Un comentario que hace la Profesora Kleiner, y que resonará durante todo el curso, es que no hay nada nuevo, todo ha sido inventado ya por los romanos. La declaración suena demasiado atrevida y por más que parezca una exageración es muy probablemente cierta. Y para ilustrar esta aseveración traigo a colación el Tabulario de Roma.

Se trata de un edificio que se encuentra en el lado noroeste del Foro Romano y cuyo vecino posterior es el Palacio Senatorial diseñado por Miguel Ángel 1670 años después. El Tabulario fue la sede de los Archivos del Estado, y durante esa época (70 a. C.) los documentos que se custodiaban y administraban en su interior eran tablillas de cera, es decir tabulas. Pero no sólo era un repositorio de tablillas, sino que también albergaba entre sus espacios áreas de trabajo. Es decir, el Tabulario era un edificio de oficinas gubernamentales.

Y con este ejemplo vemos que hace 2 mil años ya había entre los edificios de Roma uno especial, que no había sido dedicado al culto de ningún dios o emperador, ni era un espacio doméstico o comercial o para ejercer el poder real o simbólico. Su función era puramente burocrática, (trabajo de buró, de gabinete) un espacio dedicado al pragmatismo del trabajo cotidiano.

Con el declive del Imperio Romano y tras la destrucción de muchas bibliotecas de la antigüedad clásica a finales del siglo IV, muchos de los avances culturales se fueron perdiendo, solo una pequeña élite podía escribir y leer. Fueron parte de esta élite, los monjes de la Edad Media, quienes tomaron la estafeta de archivar y salvaguardar el conocimiento escrito. El scriptorium medieval, aunque no era un espacio de oficina como lo conocemos hoy en día, se trataba de un lugar de trabajo que operaba al ritmo de las disciplinadas actividades diarias en el monasterio.
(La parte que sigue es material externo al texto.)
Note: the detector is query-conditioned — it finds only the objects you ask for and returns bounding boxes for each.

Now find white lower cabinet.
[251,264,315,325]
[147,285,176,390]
El scriptorium era un taller para la escritura, contaba con todo el material necesario para que los escribas o copistas hicieran su trabajo que consistía fundamentalmente en la transcripción y copia de textos y esta actividad era fuente de ingresos para la comunidad. En el scriptorium se realizaba una actividad remunerada de carácter intelectual, regulada a un horario y de manera cotidiana en un espacio diferente al doméstico.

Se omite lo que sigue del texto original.